It is true that the mark has fallen, and that the German financial fabric is in a parlous condition. But that fabric is kept from crumbling away by the war, just as the Egyptian papyrus is preserved so long as it does not come into contact with the air. Moreover, common prudence should impel us to find out at what a cost to ourselves we have reduced the value of the mark. If financial exhaustion be among the ways in which one group of belligerents may be made to succumb, it is wise to ask whether it is the States which have to pay gold for their huge requirements or those which can get almost everything they need for paper that are likely to succumb first.
The question is relevant, yet, because it has not been moved into the foreground of discussion, there are few people who ponder on it.
Personally, I am convinced that impecuniosity and loss of credit will never bring the Germans to their knees.
Great Britain has achieved wonders in the financial sphere during this war, as the Allies and certain neutrals can testify. Our budgets are monuments of the nation’s spirit of self-sacrifice. But we have not come scathless out of the ordeal. And besides our inevitable losses we are suffering from criminal waste. No other country is so thriftless as ours. In this respect we are a byword among the peoples of the world. But we give no thought to the consequences. Yet the yearly outlay on the one hand and the means of meeting it on the other hand are calculable, and it would be well if those who rely upon Germany’s financial prostration would carefully reckon up and compare the two, were it only for the sake of the sobering effect. On this aspect of the problem it is needless to dwell further.
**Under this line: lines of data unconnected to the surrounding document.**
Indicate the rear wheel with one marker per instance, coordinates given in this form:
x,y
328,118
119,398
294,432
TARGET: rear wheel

It will compel close and painful attention before the end of the campaign.
Another point to which inadequate heed has been paid, is the lack of working men. This dearth of labour is not felt in Germany or Austria, because they have two million prisoners and two million Poles on whom they can draw not only for agricultural work but also for skilled labour. And the authorities of both those empires are employing their war prisoners very freely. Here, as everywhere else, the Teuton is enterprising. I have seen photographs of Russians in Germany harnessed and employed as beasts of burden. At any rate, it is no secret that from the latter half of the year 1915 Germany and Austria were far ahead of Great Britain, France, Russia, the United States and Japan combined in the amount of munitions they turned out every week. And they are still ahead of them to-day. This fact, which can be verified, has an ominous ring. What it connotes is that our enemies have no strikes, no conscientious objectors, no fiddling with obligatory service, industrial or military. Each man is at his country’s beck and call. Germany is free from strikers, slackers and such-like anti-social types.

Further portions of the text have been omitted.